What's interesting is that the Lord has already shown Israel that He would not let them thirst or starve to death. In Exodus 15, He made the bitter water sweet so that they could drink. In Exodus 16, He rained down bread from heaven (manna) so that they could eat.

And this is after they survived all of the plagues and crossed a parted Red Sea.

You think they would have gotten the point. 

You would think that we would get the point.

God provides and we forget. It's quite common.

So what God did in Exodus 17 was command Moses to strike the rock with his staff (the same staff he used to turn the Nile into blood, yet another miracle) and when he did that, God made water come out of the rock. That shut the people up pretty quick. It was an amazing display of God's power.

Two books later in the Old Testament, in Numbers 20, a nearly identical incident takes place. The people began to grumble because they were thirsty. They thought their livestock would perish as well. Slow to learn, are they not?

There's no indication that they wanted to kill Moses this time, but they did mention that they would rather be back in Egypt as slaves than to be wandering in the wilderness thirsty and hungry. 

Something tells me that the lack of water strongly affected their brain processes. 

So Moses and his brother Aaron turned to the Lord for guidance. This time, God tells Moses to take his rod and speak to the rock that water may flow from it. 

Keep in mind that this is in the same place as the first story -- likely the same rock. 

The same whiny people.

The same rod in his hand.

So Moses goes before the people, calls them a bunch of rebels and strikes the rock twice. After that, water flowed...and so did God's wrath.

The Lord did not tell Moses to strike the rock, as He had told him before. God said to speak to the rock. 

So what was Moses thinking?

Well we're told that Moses did not believe in God or uphold Him as holy (v. 12) in that instance. Moses likely let God's verbal command skim through his brain really quickly before scurrying off to do what he had done before. He fell back on his former experience of striking the rock because the people fell back on their former feelings of not trusting in God. 

Neither one of these is what God desired. Instead, God wanted His people to heed His word.

After this display of sin, God said that Moses would not be able to enter the Promised Land. And that's not all. Aaron was also punished (later in chapter 20) by not being allowed into the land of promise. Moses' death (Deuteronomy 32) occurred mere moments before the people crossed the proverbial finish line.

Aaron and Moses left behind stained earthly legacies because of this sin. The people were not able to walk into the long-awaited Promised Land with their former leaders, but they carried mere memories of those two men because of the sin at the waters of Meribah. God took it so seriously that He mentions that exact event when Aaron and Moses were on their respected death beds.

So if God took something as "small" as striking a rock as seriously as He did, what about our own personal rebellions?

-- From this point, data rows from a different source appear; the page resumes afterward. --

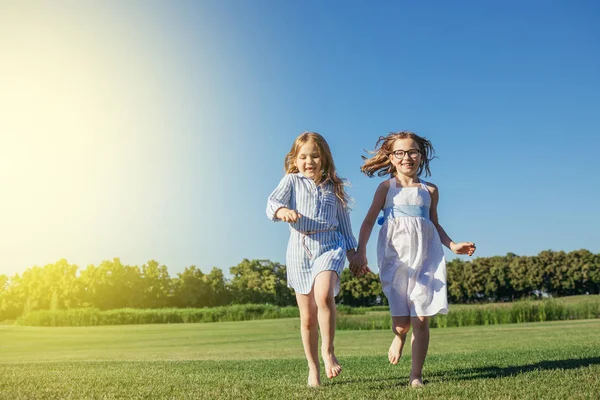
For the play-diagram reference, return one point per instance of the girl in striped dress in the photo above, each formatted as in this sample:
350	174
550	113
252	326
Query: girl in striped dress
412	268
312	199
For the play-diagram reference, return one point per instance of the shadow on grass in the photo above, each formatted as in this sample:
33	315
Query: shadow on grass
462	374
513	370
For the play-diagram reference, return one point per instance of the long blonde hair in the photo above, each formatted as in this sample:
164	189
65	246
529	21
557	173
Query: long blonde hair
328	172
380	162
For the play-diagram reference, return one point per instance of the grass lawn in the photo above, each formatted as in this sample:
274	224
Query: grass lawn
264	359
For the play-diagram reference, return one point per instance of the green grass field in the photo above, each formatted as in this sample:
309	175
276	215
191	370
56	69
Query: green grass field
264	359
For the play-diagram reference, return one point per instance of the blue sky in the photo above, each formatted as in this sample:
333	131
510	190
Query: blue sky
156	130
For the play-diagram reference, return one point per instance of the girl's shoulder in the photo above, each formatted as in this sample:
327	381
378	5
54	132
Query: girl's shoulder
429	186
290	177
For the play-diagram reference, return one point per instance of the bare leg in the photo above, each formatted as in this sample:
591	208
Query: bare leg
400	326
310	335
420	344
324	288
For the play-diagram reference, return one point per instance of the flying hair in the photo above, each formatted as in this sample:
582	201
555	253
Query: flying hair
380	161
328	173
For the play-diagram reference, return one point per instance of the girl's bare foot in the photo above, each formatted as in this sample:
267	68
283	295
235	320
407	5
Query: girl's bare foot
395	351
314	380
332	366
416	382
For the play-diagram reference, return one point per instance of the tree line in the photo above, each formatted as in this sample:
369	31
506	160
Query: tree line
113	285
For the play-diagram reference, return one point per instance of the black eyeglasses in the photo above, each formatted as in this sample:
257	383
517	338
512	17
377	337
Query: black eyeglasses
412	153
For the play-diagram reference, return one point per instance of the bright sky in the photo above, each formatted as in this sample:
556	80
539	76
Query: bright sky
156	130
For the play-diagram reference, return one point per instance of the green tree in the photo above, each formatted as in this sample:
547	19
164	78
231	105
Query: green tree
260	281
155	285
361	292
221	294
191	290
111	285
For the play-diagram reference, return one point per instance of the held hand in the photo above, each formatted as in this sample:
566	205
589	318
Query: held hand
359	264
463	248
287	215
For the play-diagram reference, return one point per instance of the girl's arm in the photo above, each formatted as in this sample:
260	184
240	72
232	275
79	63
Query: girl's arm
278	203
360	258
343	216
458	248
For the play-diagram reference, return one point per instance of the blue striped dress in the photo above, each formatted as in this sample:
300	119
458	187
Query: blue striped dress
320	238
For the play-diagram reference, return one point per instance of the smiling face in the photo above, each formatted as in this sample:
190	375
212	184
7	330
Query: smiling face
411	154
308	161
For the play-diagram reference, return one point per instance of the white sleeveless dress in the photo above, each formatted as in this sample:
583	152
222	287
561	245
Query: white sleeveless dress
410	256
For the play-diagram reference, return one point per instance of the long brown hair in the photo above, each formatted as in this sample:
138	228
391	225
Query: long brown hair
380	162
328	172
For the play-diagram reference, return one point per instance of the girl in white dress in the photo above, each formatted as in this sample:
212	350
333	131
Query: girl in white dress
410	256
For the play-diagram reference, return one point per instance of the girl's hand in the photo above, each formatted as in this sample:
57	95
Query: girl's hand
463	248
287	215
359	264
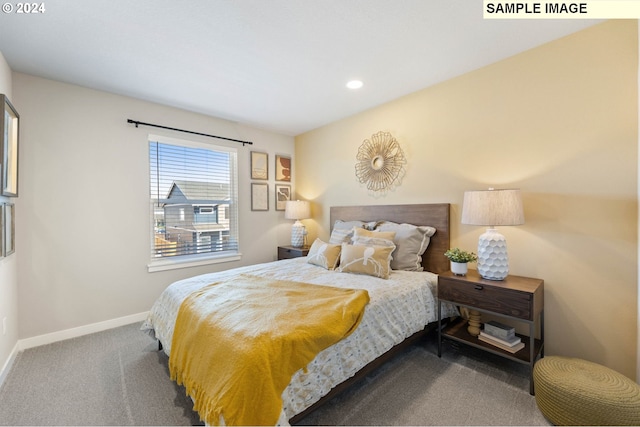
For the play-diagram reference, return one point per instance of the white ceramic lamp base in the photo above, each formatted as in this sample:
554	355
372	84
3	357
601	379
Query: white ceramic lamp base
297	234
493	262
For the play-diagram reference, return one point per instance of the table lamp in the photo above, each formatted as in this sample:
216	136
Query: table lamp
297	210
491	208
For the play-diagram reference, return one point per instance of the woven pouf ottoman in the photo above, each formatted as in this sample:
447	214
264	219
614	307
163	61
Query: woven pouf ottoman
572	391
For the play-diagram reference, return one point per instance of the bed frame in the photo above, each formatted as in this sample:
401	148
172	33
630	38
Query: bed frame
435	215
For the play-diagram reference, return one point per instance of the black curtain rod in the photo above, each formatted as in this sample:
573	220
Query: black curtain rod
135	122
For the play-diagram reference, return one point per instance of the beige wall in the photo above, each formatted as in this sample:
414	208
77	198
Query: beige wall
8	265
84	213
560	122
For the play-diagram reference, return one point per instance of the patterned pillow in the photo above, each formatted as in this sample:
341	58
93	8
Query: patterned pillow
324	254
411	242
370	260
343	230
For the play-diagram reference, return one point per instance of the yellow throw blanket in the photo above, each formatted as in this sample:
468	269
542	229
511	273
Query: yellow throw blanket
236	344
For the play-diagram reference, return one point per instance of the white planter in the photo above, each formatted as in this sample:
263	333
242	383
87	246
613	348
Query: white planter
459	268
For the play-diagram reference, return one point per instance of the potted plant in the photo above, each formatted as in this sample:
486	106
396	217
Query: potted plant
459	260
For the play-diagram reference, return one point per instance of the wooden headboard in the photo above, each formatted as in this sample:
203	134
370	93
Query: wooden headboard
435	215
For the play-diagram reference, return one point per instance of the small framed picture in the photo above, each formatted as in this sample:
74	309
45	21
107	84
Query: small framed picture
9	229
283	194
259	165
2	255
259	197
283	168
9	148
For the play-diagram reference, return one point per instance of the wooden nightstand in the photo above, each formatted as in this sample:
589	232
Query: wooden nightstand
516	298
286	252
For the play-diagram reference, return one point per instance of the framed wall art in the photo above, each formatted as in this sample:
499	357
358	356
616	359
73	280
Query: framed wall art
283	194
2	231
9	229
259	197
259	165
283	168
9	148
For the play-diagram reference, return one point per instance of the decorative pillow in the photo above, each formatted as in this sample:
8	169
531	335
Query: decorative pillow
343	230
411	242
370	260
382	235
324	254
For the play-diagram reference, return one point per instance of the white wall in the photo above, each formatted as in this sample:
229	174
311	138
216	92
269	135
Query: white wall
560	122
8	265
84	212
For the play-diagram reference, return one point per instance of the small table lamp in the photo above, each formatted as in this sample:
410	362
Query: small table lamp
297	210
492	207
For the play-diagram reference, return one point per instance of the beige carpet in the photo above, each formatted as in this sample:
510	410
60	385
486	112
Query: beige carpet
118	377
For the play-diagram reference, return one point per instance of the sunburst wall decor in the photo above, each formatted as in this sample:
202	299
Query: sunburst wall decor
380	162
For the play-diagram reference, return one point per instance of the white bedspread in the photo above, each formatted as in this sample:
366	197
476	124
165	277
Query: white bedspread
399	307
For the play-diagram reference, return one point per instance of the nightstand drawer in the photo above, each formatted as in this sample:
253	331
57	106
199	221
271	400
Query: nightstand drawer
488	297
286	252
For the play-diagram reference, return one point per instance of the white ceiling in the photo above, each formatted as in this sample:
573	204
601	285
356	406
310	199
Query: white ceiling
280	65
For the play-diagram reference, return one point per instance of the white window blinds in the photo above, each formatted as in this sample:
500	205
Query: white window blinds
193	197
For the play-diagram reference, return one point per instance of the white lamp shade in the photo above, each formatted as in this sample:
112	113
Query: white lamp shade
492	207
297	209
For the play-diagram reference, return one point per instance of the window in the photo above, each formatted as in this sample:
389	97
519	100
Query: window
193	201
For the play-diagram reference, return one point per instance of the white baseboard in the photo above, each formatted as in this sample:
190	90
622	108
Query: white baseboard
80	331
9	363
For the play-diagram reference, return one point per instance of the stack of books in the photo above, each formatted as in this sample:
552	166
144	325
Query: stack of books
501	336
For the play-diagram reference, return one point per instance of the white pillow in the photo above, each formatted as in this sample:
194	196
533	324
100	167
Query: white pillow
371	260
324	254
343	230
411	242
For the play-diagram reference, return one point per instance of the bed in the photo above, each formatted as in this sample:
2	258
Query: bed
401	308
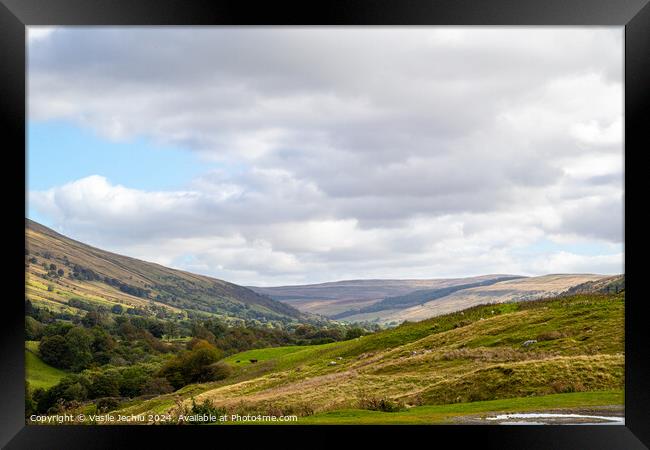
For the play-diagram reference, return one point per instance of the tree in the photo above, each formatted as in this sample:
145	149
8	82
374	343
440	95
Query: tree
191	366
78	345
53	351
105	384
33	329
30	404
156	386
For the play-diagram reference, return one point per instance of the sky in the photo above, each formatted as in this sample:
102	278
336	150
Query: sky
272	156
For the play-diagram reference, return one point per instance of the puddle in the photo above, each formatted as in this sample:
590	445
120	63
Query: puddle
555	419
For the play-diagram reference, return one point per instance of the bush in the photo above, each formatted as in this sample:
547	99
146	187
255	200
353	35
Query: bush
33	329
157	386
53	351
108	403
207	408
217	371
374	403
550	336
191	366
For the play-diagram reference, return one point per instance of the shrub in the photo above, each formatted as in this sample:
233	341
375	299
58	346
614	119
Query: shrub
550	336
207	408
33	329
156	386
107	404
53	351
374	403
217	371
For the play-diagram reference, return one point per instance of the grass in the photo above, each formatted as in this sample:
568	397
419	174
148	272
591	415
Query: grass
445	413
38	373
458	359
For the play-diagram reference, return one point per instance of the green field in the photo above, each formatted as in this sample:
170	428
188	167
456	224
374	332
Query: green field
422	415
39	374
460	363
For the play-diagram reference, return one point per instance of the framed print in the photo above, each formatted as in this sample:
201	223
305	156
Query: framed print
274	220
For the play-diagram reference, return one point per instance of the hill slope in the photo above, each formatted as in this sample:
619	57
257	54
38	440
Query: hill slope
66	274
343	297
470	356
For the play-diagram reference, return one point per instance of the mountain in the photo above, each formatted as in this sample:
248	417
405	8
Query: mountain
69	275
394	301
342	297
514	290
548	354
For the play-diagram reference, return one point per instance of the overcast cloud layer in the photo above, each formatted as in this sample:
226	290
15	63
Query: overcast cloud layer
357	153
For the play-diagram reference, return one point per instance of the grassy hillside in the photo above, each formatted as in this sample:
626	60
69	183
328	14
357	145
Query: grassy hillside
521	289
64	275
419	297
37	373
458	359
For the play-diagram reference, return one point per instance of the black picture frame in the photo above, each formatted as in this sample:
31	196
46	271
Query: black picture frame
15	15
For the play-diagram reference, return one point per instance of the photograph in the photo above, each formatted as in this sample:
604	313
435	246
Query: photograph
323	225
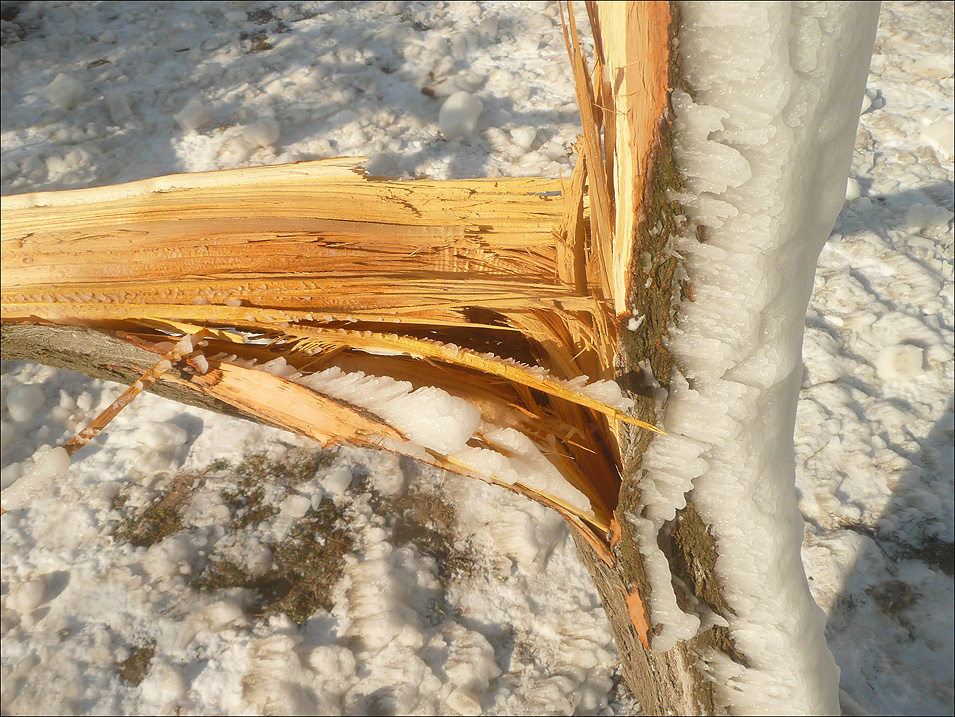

Here's another layer to the story:

"[Our Fathers] all ate the same spiritual food, and all drank the same spiritual drink. For they drank from the spiritual Rock that followed them, and the Rock was Christ."
1 Corinthians 10:34

When Moses did not follow God's command, more was happening than just a hand reaching into the cookie jar. Moses was pushing back against God Himself. Jesus was the Rock, and instead of speaking to the Rock (metaphorically, turning to the Lord for provision), Moses trusted in his own instincts.

And instincts are often wrong. 

Feelings are misleading.

But, "Jesus Christ is the same yesterday and today and forever," (Hebrews 13:8).

Romans 12:1-2 says that our minds need to be renewed -- not our gut feelings. Our heart is deceitful above all things, but God's word cuts us to the quick and transforms our way of thinking. He gives us a new perspective.

And the more we're in God's word, allowing Him to change us with His Spirit, the more often we will avoid looking like Moses, smacking the Rock out of our own self-righteousness.